He took the sarpent in his hand,
And then ran home to Molly Bland,
Li-tu-di-nan-incty, tu-di-nan-incty, noddy O!
O Molly dear, and don't you see,
This pesky sarpent that bit me?
Li-tu-di-nan-incty, tu-di-nan-incty, noddy O!
O Johnny dear, why did you go,
Way down in the meadow fot to mow?
Li-tu-di-nan-incty, tu-di-nan-incty, noddy O!
O Molly dear, I thought you knowed
'Twas daddy's grass, and it must be mowed,
Li-tu-di-nan-incty, tu-di-n an-incty, noddy O!
Now all young men a warning take,
And don't get bit by a rattlesnake.
Li-tu-di-nan-incty, tu-di-nan-incty, noddy O!"

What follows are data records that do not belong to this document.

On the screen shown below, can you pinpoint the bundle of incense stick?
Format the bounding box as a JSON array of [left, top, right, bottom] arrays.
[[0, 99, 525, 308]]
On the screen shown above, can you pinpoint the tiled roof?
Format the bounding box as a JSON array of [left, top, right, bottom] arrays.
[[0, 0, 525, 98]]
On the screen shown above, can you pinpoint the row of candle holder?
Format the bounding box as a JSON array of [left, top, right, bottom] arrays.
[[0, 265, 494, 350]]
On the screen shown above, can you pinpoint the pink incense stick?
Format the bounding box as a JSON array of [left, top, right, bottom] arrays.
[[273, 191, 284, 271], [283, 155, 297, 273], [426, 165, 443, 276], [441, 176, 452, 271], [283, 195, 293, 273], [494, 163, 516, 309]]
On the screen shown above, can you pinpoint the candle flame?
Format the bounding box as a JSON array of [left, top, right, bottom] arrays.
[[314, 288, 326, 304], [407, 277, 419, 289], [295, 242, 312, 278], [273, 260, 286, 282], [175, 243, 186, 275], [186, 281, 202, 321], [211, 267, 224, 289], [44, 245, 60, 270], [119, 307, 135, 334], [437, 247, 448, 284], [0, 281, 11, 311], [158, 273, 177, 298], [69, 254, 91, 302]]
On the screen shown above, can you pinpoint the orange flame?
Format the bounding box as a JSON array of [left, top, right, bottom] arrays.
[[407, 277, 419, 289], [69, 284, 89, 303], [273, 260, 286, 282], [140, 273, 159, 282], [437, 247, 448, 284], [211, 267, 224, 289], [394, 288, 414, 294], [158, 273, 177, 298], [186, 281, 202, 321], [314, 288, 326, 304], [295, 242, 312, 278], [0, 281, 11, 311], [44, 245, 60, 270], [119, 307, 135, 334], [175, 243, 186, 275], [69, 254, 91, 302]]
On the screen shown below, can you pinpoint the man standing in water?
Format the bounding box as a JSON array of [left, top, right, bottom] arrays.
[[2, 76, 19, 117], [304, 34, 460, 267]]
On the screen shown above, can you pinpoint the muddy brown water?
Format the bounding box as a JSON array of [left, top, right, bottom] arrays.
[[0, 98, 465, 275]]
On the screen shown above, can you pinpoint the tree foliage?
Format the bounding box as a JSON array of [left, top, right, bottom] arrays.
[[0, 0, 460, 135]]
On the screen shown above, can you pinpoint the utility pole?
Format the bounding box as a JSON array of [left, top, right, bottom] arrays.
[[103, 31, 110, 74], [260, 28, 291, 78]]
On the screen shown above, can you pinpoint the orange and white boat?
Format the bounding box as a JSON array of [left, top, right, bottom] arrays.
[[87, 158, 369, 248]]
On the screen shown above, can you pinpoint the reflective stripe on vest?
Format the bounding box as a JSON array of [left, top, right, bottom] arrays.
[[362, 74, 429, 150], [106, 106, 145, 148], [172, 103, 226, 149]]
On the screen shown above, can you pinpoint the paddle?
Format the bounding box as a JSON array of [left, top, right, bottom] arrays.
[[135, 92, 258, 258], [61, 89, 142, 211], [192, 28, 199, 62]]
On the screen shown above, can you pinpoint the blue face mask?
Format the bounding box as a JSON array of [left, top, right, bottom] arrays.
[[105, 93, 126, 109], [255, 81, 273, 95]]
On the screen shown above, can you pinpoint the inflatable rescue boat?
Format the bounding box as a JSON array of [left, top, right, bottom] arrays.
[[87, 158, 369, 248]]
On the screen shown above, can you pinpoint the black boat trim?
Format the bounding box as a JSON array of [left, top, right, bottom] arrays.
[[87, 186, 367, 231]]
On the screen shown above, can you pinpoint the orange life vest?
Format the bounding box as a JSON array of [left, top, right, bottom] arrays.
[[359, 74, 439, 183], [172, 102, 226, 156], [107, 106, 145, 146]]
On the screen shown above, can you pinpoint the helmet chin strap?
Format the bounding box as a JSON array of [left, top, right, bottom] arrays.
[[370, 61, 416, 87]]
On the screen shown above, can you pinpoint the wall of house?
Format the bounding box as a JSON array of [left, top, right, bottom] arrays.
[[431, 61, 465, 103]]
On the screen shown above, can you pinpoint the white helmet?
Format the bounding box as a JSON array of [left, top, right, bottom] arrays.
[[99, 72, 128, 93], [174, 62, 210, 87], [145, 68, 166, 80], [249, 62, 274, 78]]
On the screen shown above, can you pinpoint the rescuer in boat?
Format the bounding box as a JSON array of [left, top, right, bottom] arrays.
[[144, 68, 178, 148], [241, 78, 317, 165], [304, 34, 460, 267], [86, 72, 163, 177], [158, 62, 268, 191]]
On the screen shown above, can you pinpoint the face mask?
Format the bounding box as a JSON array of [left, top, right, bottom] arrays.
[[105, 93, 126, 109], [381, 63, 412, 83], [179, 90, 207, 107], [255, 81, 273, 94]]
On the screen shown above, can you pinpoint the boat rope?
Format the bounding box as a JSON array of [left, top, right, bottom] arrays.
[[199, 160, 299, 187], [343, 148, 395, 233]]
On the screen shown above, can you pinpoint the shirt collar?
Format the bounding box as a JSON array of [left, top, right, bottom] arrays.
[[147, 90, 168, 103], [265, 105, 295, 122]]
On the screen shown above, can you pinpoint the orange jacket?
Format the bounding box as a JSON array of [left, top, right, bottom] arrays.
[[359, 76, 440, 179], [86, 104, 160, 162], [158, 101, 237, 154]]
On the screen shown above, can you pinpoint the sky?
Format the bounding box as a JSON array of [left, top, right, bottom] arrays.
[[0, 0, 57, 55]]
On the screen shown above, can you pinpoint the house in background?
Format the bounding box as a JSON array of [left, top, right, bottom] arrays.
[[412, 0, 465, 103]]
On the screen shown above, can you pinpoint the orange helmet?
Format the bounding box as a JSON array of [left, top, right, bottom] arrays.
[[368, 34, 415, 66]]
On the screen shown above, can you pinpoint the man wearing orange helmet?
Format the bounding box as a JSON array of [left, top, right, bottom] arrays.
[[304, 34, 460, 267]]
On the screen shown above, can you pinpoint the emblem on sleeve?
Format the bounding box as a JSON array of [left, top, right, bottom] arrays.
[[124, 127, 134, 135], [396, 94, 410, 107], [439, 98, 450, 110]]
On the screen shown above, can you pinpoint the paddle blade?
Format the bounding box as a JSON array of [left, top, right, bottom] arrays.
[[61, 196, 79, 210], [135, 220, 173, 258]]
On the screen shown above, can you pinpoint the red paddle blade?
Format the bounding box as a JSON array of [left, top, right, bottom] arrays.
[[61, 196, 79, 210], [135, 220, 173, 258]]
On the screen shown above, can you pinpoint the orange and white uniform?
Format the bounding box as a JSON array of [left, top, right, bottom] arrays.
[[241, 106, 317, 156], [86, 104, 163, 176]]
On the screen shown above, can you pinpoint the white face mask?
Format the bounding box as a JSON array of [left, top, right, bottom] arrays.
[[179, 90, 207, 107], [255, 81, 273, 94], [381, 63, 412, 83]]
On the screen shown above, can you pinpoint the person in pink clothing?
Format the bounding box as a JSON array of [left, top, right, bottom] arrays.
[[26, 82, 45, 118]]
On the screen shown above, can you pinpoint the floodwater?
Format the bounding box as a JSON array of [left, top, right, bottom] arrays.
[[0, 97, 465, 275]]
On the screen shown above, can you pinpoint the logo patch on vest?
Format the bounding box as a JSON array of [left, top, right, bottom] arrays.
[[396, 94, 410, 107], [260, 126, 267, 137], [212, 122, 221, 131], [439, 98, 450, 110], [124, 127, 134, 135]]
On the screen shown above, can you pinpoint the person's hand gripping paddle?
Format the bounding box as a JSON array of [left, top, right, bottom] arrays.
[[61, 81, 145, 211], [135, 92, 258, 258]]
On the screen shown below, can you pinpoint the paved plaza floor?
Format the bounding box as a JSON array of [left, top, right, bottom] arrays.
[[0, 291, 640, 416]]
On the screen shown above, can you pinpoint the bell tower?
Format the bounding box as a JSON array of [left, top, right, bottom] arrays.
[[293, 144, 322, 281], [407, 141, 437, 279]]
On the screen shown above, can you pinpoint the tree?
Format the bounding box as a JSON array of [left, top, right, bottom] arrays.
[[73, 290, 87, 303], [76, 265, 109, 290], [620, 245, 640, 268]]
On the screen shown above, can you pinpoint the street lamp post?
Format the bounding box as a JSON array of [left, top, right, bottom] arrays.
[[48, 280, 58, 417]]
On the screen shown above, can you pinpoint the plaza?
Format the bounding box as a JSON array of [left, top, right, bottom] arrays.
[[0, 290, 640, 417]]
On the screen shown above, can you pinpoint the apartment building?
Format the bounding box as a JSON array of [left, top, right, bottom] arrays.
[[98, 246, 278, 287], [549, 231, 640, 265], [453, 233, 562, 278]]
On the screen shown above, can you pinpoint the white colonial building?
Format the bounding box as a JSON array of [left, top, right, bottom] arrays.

All of them told me stories, read to me, and Frank, one of my big gone-away brothers, sent me the prettiest little book. It had a green cover with gold on the back, and it was full of stories and poems, not so very hard, because I could read every one of them, with help on a few words. The piece I liked best was poetry. If it hadn't been for that, I'm afraid, I was having such a good time, I'd have lain there until I forgot how to walk, with all of them trying to see who could be nicest to me. The ones who really could, were Laddie and the Princess, except mother. Laddie lifted me most carefully, the Princess told the best stories, but after all, if the burning and choking grew so bad I could scarcely stand it, mother could lay her hand on my head and say, "Poor child," in a way that made me work to keep on breathing. Maybe I only THOUGHT I loved Laddie best. I guess if I had been forced to take my choice when I had the fever, I'd have stuck pretty tight to mother. Even Dr. Fenner said if I pulled through she'd have to make me. I might have been lying there yet, if it hadn't been for the book Frank sent me, with the poetry piece in it. It began:
"Somewhere on a sunny bank, buttercups are bright,
Somewhere 'mid the frozen grass, peeps the daisy white."
I read that so often I could repeat it quite as well with the book shut as open, and every time I read it, I wanted outdoors worse. In one place it ran:
"Welcome, yellow buttercups, welcome daisies white,
Ye are in my spirit visioned a delight.
Coming in the springtime of sunny hours to tell,
Speaking to our hearts of Him who doeth all things well."
That piece helped me out of bed, and the blue gander screaming opened the door. It was funny about it too. I don't know WHY it worked on me that way; it just kept singing in my heart all day, and I could shut my eyes and go to sleep seeing buttercups in a gold sheet all over our Big Hill, although there never was a single one there; and meadows full of daisies, which were things father said were a pest he couldn't tolerate, because they spread so, and he grubbed up every one he found. Yet that piece filled our meadow until I imagined I could roll on daisies. They might be a pest to farmers, but sheets of them were pretty good if you were burning with fever. Between the buttercups and the daisies I left the bed with a light head and wobbly legs.